A short and hopefully simple question for someone with more experience in topology:

If a topology is induced by a mode of convergence and in fact nothing more is known apriori, whether this topology is metrizable, first-countable or anything else? Is continuity then equivalent to sequential continuity?

I'm quite sure this is should be true, but topology is tricky and my intuition not too developed in this field.


Solution 1:

There are sequential spaces, these are topological spaces such that a set $A$ is closed if $A$ is sequentially closed, meaning $A$ contains the limits of all sequences in $A$. One can say that a sequential space has the final topology with respect to all continuous maps from $\hat{\Bbb N}$, the one-point-compactification of $\Bbb N$, to $X$.
It's not difficult to show that $X$ is sequential if and only if every sequentially continuous function $f:X\to Y$ is continuous.
A less general class of spaces is the so-called Frechet-Urysohn spaces (FU).
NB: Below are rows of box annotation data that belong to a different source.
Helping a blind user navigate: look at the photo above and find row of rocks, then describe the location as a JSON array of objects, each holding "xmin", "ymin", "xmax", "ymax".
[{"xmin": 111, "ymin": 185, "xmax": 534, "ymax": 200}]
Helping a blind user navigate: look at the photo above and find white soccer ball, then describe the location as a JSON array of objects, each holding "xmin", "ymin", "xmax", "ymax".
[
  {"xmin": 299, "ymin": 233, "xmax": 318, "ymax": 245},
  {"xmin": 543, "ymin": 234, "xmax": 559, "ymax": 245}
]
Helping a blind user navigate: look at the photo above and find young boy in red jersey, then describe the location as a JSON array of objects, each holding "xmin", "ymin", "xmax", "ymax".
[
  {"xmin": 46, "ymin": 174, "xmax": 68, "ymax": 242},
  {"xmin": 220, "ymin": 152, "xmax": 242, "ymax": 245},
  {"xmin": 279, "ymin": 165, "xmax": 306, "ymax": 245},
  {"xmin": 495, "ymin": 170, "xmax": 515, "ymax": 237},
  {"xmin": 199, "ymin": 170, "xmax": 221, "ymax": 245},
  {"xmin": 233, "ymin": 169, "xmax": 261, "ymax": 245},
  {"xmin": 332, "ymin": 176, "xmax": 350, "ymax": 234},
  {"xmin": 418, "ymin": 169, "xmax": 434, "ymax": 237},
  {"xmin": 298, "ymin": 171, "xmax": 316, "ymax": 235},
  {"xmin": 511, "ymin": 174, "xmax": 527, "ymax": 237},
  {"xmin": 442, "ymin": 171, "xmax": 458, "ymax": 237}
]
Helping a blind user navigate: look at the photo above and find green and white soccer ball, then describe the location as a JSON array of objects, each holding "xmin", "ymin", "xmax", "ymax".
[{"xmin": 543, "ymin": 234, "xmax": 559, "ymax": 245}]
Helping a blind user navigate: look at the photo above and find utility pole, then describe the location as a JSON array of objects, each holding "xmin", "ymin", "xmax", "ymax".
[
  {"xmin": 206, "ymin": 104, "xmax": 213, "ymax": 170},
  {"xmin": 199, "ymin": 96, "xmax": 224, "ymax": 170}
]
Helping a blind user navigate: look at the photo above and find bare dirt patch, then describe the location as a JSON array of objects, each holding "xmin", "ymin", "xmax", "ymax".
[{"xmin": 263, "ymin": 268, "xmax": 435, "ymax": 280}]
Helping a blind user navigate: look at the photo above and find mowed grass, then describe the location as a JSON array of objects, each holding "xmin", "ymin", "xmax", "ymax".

A space is FU if a limit point $x$ of $A$ is always the limit of some sequence within $A$. These spaces include the first-countable spaces.
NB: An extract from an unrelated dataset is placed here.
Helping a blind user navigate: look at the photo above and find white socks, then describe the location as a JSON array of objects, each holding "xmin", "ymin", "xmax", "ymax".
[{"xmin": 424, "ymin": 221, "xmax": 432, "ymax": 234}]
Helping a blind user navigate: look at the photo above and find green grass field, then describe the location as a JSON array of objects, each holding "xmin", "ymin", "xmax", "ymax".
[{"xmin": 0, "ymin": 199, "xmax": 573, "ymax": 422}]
If $X$ is FU and $f:X\to Y$ is pseudo-open, then $Y$ is FU, too. Since every closed surjection is pseudo-open, the FU property carries over to quotients of $X$ by a closed subspace $A$. For example, $\Bbb R/\Bbb Z$ is FU. Note that this space is not first-countable (at $\Bbb Z$).

Solution 2:

Let be X and Y topological spaces and $f : X \rightarrow Y$ is a map.

Then it holds:

1) If $f$ is continuous then it is sequentially continuous.

2) If $f$ is sequentially continuous and $X$ is first countable, then $f$ is continuous.

The prove of 1) is easy. You just have to use the definition.

For the prove of 2) you have to use that: $f$ is continuous => $f(\overline{M}) \subseteq \overline{f(M)}$

So there is equivalence if and only if $X$ is first countable.